'Come quick! The office ficus tree is turning yellow'
Chicago — Office workers call them everything from ''flower girls'' to ''shrubbery women.'' In fact, the dozens of young women who fan out across Chicago every morning with their giant watering cans, pruners, and feather dusters in tow are plant tenders. They are part of a burgeoning business that has been holding its own in spite of the recession.
As service technicians of Tropical Plant Rentals Inc., the nation's largest plant rental company, based in Prarie View, Ill., their job is to make a daily check of the hundreds of plants under their charge in banks, hotel lobbies, offices, and shopping malls. The plants in the towering Sears Building alone keep eight workers busy five days a week.
With the tending, which ranges from feeding to cleaning (''the dust film on leaves can cut the light by 50 percent,'' insists assistant manager Art Klecha), goes a guarantee to replace any plants on the wane. ''We like to have them last at least a year, but occasionally we lose one,'' notes Richard Manek, Tropical's downtown service manager. It is partly that added security which prods more companies to rent plants and contract out the care, rather than buy and rely on in-house green thumbs.
But, despite the planned detachment, a few office workers have become hopelessly partial to the foliage in their midst, regardless of how seedy its state. One advertising executive was furious when he realized his favorite dracaena marginatam (Tropical workers use botanical terms, abbreviating only occasionally as in ''Benny'' for a ficus benjamin tree) had been replaced without his knowledge and demanded its return. Plant caretakers scurried to the company's downtown warehouse where both replacement and used plants are stocked. They managed to retrieve it, and the executive is happy once again.
Tropical's technicians, who often have plants of their own at home and are frequently asked for advice, are sometimes as partial to their assigned plants as those who work next to the greenery. Katie Arnold, who tends 1,200 plants at the IBM Building here, recalls the day recently when she noticed a ''Benny'' missing from its usual spot on the 39th floor. When employees conceded it had been moved down to the 25th floor and wondered how she could possibly notice such a detail, she told them exactly how it was.
''All these plants are like my children - they're my babies - I know exactly which ones are on which floor,'' she explained. The tree stayed on the 25th. ''It was I who had to make the adjustment,'' she said.
As the plant tenders tell it, many office workers worry about the plants despite the daily care given by the outside service. Many telephone in a report whenever a plant is not looking its best.

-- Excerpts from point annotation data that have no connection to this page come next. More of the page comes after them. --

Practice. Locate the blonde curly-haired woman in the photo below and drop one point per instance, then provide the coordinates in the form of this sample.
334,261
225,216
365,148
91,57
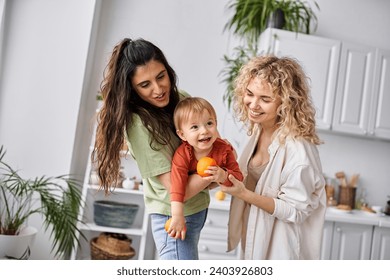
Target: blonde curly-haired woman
278,211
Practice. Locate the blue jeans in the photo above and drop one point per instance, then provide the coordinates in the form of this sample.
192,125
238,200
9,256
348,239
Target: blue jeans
176,249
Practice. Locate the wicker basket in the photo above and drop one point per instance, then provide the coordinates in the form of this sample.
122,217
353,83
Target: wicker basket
111,246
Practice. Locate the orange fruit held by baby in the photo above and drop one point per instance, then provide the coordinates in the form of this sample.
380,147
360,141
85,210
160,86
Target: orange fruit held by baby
203,164
201,167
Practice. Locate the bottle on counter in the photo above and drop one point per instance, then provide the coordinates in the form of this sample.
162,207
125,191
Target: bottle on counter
361,200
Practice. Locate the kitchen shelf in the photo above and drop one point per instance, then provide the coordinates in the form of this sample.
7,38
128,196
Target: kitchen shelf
139,233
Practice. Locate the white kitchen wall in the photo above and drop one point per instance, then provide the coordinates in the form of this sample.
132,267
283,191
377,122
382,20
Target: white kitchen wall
53,54
44,47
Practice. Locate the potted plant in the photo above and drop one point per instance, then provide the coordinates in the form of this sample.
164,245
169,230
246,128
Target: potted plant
251,18
57,199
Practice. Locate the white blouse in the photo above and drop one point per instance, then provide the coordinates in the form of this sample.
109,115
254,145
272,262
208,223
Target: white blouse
294,178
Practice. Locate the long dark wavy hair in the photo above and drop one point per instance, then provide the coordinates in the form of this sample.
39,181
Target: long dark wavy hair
121,101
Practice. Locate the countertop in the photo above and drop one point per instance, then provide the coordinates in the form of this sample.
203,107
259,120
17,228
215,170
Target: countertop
332,214
357,217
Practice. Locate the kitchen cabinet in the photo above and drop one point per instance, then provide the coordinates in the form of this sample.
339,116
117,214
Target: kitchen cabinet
381,244
351,241
346,241
139,233
327,237
318,56
354,89
350,83
379,124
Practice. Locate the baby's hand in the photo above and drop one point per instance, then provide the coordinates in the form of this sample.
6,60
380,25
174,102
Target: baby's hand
217,174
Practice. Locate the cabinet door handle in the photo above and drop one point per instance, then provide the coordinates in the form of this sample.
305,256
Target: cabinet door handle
203,248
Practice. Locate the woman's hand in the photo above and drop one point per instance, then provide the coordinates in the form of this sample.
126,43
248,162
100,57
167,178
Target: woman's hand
237,189
177,227
240,191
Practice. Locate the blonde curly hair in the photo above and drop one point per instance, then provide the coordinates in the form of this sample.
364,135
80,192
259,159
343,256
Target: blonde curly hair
296,114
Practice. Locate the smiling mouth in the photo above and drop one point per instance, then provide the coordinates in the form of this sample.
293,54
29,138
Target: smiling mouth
160,96
205,139
255,114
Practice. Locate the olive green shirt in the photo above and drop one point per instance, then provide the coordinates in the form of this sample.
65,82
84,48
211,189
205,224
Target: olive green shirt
152,163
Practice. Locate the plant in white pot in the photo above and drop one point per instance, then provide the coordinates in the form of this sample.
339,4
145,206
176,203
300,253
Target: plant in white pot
250,18
57,199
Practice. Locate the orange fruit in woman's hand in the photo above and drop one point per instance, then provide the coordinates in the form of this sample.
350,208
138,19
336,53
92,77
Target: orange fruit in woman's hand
220,195
203,164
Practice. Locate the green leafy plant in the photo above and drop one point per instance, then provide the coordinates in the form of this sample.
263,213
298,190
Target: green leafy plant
230,72
57,199
250,19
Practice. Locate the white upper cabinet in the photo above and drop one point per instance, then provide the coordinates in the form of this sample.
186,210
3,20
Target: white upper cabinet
318,56
379,125
354,89
350,83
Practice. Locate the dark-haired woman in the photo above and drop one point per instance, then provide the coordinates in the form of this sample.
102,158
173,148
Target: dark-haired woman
139,97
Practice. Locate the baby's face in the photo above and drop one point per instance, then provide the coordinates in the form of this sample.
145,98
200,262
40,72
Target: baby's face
200,131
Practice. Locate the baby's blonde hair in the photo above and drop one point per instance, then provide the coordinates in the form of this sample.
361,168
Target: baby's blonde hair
190,106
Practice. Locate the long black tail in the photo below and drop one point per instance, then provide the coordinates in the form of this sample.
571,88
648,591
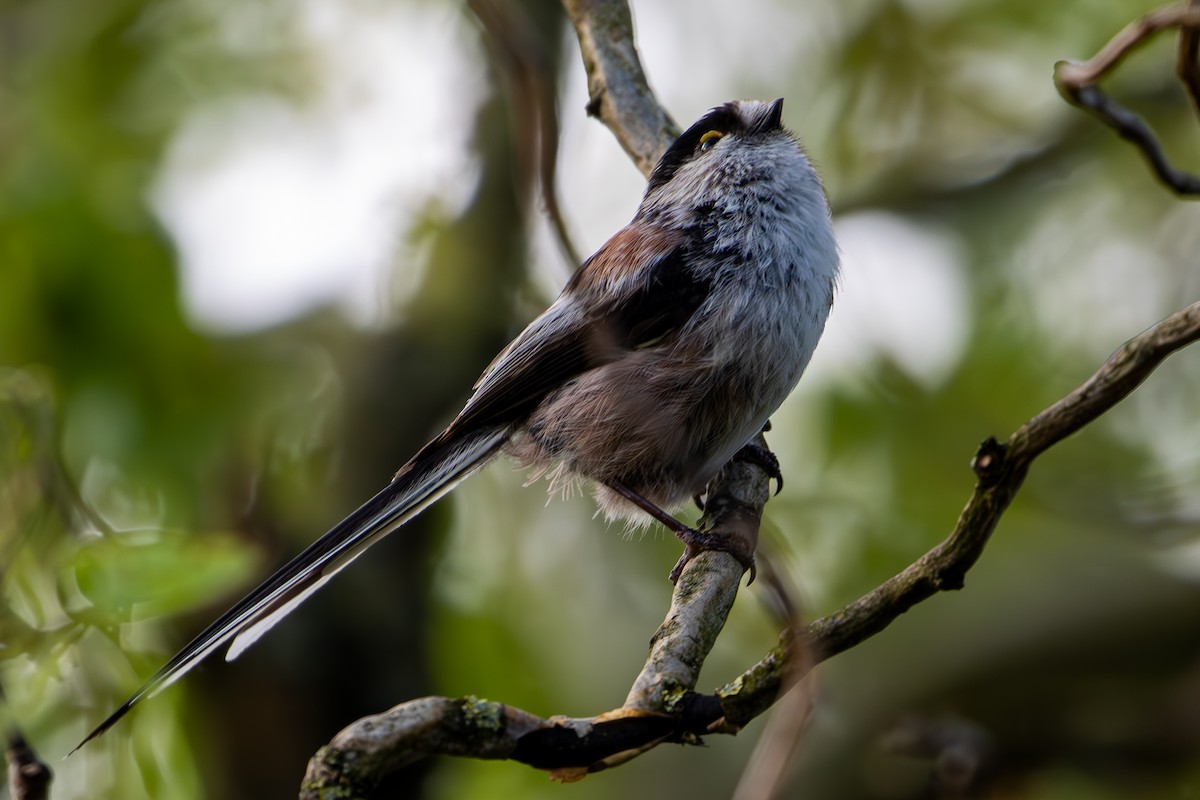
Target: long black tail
435,470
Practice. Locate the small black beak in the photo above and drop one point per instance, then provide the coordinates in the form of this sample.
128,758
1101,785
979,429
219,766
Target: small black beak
773,118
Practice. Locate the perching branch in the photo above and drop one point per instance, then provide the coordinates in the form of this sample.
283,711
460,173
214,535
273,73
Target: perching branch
1079,84
663,704
663,707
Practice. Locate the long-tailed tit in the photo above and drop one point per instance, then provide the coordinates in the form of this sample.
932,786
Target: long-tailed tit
660,360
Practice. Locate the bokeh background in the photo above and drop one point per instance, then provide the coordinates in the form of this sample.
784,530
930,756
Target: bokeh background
253,254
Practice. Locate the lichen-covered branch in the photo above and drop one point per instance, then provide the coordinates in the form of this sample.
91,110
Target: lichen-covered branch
1001,468
663,704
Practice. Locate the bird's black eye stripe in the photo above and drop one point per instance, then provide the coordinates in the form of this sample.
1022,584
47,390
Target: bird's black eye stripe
723,119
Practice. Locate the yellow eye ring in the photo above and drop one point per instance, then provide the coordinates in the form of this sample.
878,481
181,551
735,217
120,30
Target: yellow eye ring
709,139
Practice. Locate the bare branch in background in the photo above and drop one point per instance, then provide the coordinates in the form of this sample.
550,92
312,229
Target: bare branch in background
663,704
1079,84
516,49
663,707
618,94
29,777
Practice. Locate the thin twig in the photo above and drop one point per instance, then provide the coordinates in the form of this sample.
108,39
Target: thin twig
516,49
1079,84
618,94
1187,66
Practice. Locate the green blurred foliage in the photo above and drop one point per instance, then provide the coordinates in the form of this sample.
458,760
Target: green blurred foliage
150,469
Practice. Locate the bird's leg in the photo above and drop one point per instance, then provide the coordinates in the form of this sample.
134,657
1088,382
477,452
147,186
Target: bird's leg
695,541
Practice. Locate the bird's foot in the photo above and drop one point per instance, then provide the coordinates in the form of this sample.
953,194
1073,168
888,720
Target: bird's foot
760,456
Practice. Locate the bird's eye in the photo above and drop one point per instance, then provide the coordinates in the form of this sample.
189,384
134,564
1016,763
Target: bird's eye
709,139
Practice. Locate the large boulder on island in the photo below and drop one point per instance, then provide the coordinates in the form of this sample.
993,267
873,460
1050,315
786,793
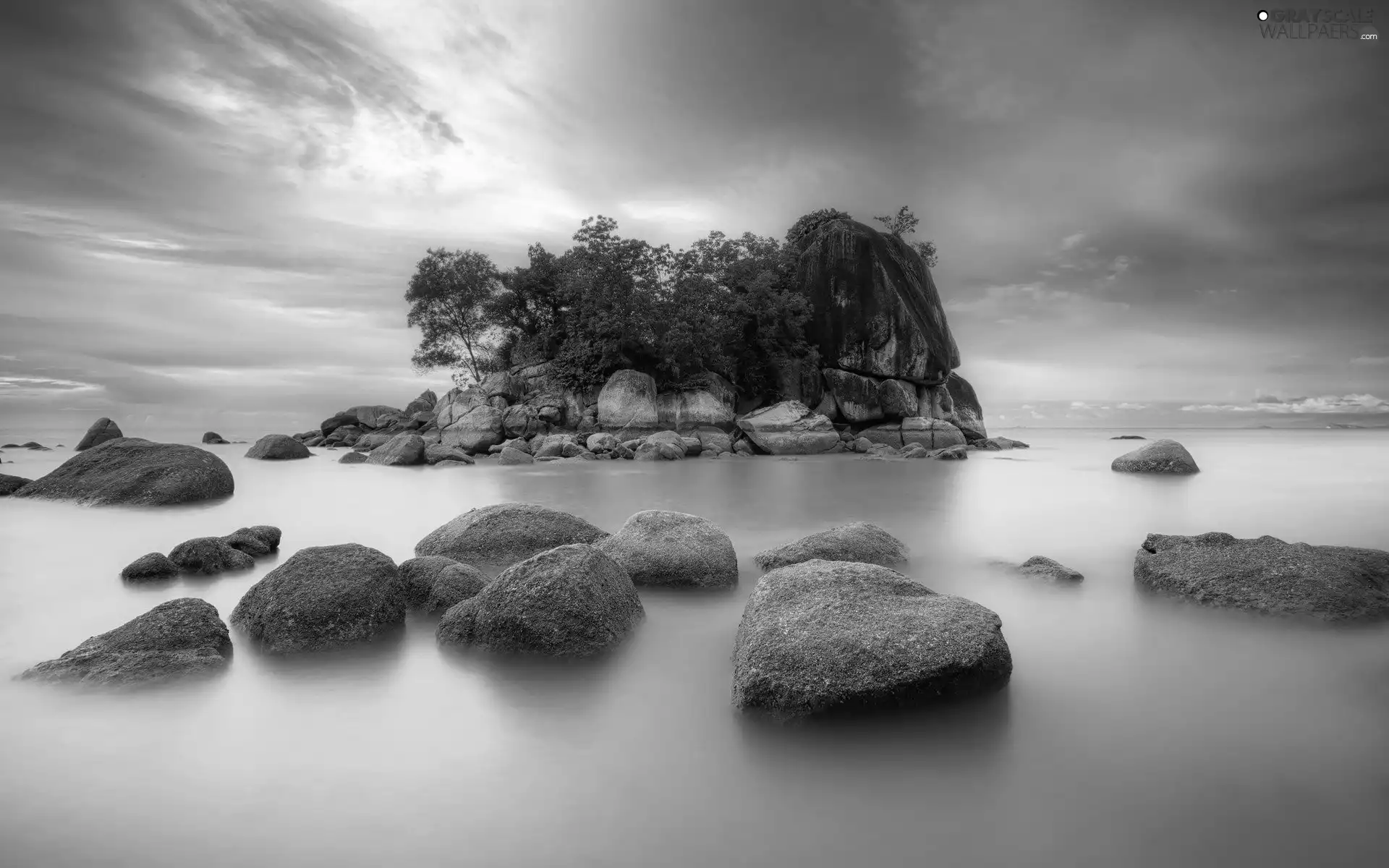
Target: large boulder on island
827,637
496,537
566,602
9,485
323,597
102,431
789,428
278,448
860,542
628,400
664,548
1268,575
874,306
131,471
177,639
1158,457
402,451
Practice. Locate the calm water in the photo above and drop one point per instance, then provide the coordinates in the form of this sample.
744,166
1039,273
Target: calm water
1135,731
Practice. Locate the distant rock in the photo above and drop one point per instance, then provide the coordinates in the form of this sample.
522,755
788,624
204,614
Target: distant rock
664,548
152,567
628,401
1048,569
404,449
860,540
177,639
566,602
102,431
278,448
323,597
496,537
788,428
1156,457
131,471
824,637
1268,575
208,555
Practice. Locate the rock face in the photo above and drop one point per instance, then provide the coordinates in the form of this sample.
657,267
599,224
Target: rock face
1048,569
323,597
1268,575
663,548
102,431
174,639
931,434
835,637
402,451
628,400
567,602
152,567
278,448
498,537
860,542
789,428
131,471
1158,457
208,555
874,307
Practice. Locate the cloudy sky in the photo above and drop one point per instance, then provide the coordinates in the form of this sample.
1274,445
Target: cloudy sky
1145,211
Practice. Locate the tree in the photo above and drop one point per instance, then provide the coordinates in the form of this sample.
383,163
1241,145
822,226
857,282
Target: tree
904,223
449,297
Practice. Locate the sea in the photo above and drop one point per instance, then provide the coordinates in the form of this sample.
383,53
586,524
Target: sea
1135,731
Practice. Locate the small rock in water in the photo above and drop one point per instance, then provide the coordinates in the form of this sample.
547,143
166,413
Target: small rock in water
152,567
860,540
177,639
1052,570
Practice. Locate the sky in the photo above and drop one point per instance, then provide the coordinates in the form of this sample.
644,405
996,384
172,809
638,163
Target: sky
1146,213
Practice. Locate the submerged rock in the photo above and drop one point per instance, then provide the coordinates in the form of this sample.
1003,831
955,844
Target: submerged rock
1268,575
567,602
152,567
1048,569
496,537
131,471
102,431
1158,457
278,448
323,597
860,540
208,555
664,548
839,637
177,639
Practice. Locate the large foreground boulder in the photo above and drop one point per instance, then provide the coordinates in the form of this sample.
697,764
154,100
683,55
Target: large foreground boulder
567,602
789,428
1268,575
278,448
664,548
1156,457
838,637
174,639
628,400
131,471
102,431
860,542
496,537
323,597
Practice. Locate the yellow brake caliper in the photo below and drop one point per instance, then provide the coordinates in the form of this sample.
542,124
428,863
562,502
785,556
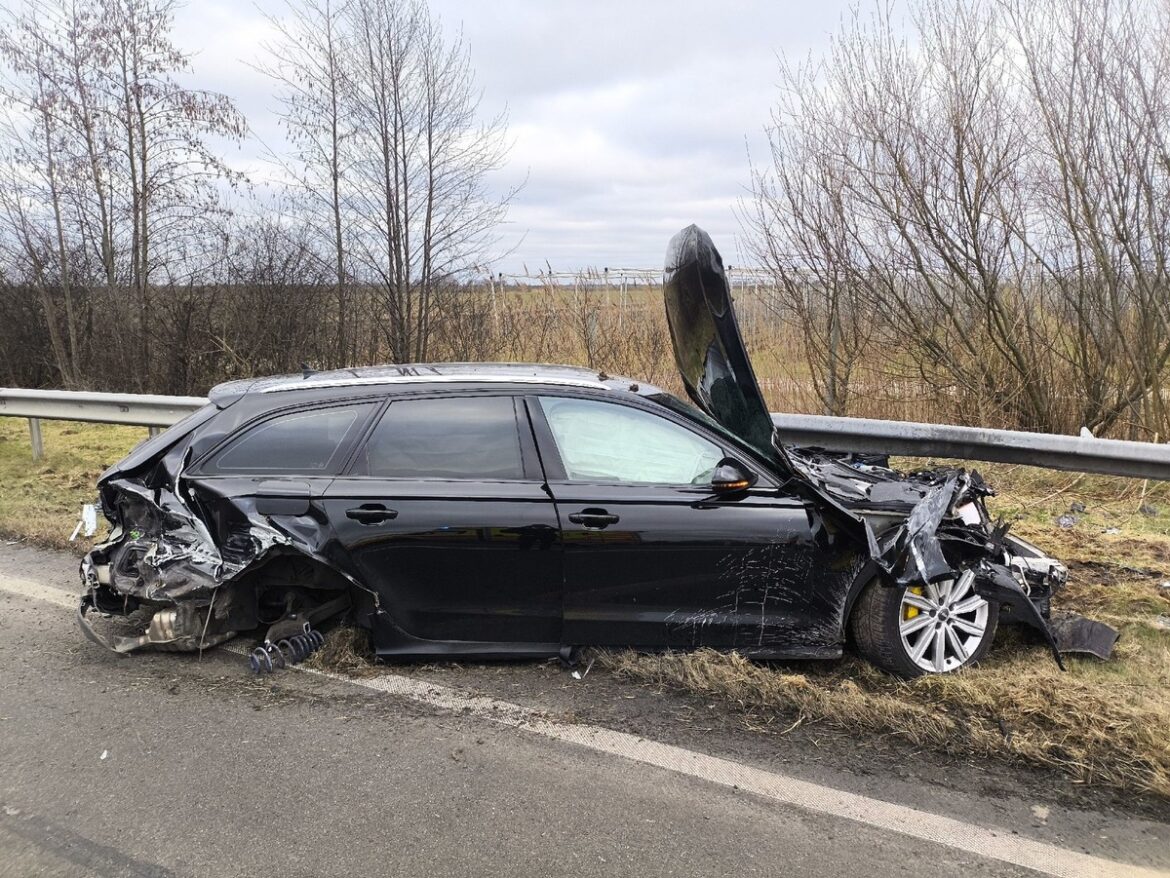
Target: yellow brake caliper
909,612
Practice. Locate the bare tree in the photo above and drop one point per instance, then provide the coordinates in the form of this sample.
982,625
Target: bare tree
110,180
384,114
990,198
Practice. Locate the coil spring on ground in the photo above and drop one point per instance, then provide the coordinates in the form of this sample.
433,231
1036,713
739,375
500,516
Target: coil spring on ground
273,656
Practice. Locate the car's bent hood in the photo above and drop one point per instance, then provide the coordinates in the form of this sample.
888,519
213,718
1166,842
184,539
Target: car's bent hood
708,348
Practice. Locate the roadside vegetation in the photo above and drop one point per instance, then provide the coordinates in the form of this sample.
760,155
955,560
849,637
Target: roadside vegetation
1099,722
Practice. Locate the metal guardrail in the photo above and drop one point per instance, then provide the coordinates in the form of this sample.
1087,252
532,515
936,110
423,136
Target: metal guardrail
142,410
1078,453
1087,454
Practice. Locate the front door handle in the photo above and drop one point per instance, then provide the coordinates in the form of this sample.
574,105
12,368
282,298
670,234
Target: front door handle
371,513
593,518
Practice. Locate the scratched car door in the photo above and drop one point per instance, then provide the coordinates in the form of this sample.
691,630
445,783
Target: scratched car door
444,512
654,558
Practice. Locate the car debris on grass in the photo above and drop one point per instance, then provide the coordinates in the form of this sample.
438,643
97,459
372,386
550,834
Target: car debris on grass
495,510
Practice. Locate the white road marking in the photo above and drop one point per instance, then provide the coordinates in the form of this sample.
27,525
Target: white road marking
991,843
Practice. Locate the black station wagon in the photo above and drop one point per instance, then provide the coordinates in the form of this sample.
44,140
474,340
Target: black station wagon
511,509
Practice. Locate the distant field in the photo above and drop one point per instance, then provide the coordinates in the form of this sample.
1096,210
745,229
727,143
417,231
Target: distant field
1101,722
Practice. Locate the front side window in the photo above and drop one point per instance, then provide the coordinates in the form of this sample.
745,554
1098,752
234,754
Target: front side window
469,438
305,441
603,441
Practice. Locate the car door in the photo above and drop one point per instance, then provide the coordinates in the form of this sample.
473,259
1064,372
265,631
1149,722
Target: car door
653,557
444,512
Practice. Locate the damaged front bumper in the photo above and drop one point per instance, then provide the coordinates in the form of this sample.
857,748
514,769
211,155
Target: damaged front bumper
933,525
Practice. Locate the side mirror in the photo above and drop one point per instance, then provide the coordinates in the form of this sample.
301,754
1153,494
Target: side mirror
730,475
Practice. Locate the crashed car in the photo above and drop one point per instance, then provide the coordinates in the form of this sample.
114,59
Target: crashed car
496,510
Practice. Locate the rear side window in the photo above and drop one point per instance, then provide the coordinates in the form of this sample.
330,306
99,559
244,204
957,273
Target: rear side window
305,441
469,438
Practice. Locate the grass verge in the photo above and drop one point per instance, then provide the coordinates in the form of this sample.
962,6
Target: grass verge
1101,722
41,500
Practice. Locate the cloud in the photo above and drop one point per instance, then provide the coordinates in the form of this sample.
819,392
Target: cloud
628,119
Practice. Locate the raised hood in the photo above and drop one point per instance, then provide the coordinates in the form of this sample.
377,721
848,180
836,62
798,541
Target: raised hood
708,347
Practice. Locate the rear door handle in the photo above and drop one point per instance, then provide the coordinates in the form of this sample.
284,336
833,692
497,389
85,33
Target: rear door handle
371,513
593,518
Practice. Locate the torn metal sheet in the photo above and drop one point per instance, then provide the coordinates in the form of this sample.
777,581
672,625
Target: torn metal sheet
489,510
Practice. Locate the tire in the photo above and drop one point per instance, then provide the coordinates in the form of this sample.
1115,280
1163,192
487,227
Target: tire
886,635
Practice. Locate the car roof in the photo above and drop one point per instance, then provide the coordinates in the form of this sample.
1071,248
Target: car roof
420,374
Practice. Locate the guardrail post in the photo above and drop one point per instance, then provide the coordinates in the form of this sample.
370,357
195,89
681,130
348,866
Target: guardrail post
34,434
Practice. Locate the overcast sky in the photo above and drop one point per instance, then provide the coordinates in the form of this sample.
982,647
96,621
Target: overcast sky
628,118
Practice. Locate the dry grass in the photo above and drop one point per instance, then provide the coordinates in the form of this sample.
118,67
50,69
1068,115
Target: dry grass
41,500
346,651
1100,722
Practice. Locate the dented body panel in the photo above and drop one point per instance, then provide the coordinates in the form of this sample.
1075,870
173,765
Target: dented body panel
283,503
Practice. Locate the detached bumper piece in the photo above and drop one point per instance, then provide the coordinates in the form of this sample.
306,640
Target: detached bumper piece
1075,633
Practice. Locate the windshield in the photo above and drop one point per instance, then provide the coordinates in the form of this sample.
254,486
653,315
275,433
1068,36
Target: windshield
689,411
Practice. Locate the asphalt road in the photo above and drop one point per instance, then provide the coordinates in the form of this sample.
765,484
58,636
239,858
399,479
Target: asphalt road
163,765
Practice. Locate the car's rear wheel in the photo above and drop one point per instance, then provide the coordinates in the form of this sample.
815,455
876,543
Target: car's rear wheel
923,629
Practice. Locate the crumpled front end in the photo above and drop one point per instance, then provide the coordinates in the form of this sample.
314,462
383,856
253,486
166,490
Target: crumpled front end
188,569
933,526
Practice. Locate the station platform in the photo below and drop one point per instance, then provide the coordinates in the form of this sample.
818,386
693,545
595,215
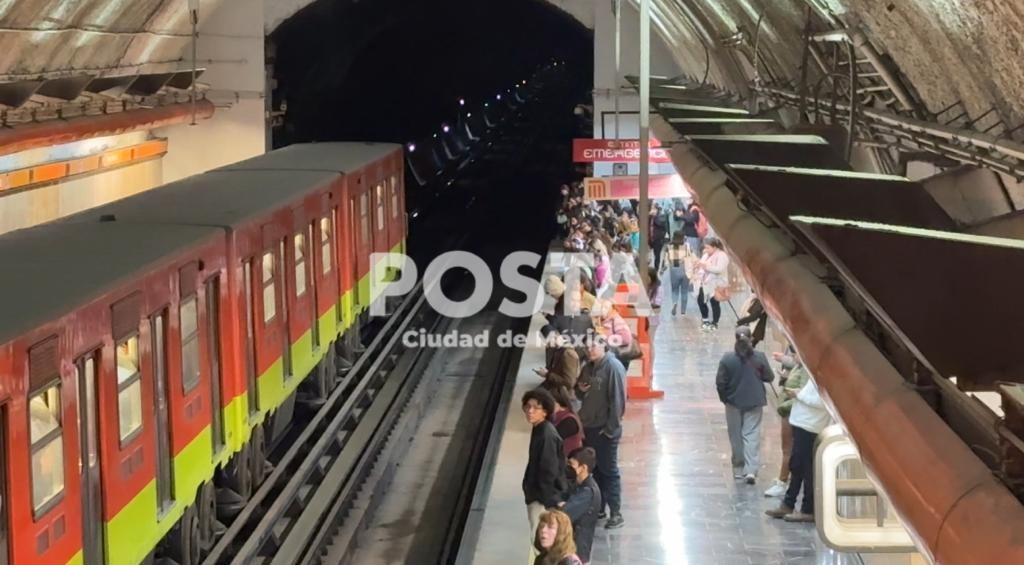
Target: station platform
680,501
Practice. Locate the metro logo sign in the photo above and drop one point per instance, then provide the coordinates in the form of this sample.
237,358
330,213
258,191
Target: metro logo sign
623,150
623,187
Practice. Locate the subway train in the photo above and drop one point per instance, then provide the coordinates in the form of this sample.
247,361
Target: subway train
153,347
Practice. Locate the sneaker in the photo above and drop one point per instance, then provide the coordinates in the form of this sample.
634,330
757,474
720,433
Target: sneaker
799,517
777,488
779,513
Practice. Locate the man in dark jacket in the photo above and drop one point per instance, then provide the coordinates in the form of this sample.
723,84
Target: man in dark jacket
584,501
544,482
602,390
740,382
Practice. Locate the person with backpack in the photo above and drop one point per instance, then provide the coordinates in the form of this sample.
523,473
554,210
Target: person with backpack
740,383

''A lot of people panic when they see one yellow leaf,'' notes Shena Hillard, an assistant superviser for the company and a recent horticulture graduate from Purdue University. The cause of the yellowing, she says, could be anything from too much to too little water or being too close to a heater.
''You get a lot of people trying to help you, like giving the plant extra water - there's a lot of public-relations work in this business,'' Mr. Marek says.
Plant varieties are assigned according to the light and scale of their surroundings. If light is strictly limited, as in many downtown Chicago buildings, a plant from the dracaenam family or sansevieriam may be recommended. Marek says most green plants need more water in the winter when heat is on than in the summer but that the biggest adjustment - sometimes marked by leaf shedding - comes not with the change of seasons but with the shift from nursery nurturing to office life. Many of the plants are grown in the company's south Florida nurseries and are shipped north in temperature-controlled trucks.
''What I like about this job is the fact that you're constantly learning new things - you never get bored - and the exercise is terrific,'' says Susan Kramarik who tends a North Chicago route that includes several apartments. In one of her accounts - an apartment atrium now full of poinsettias - toads (and maybe lizards as well) are to be added as insect control. ''I'm really looking forward to that,'' she says.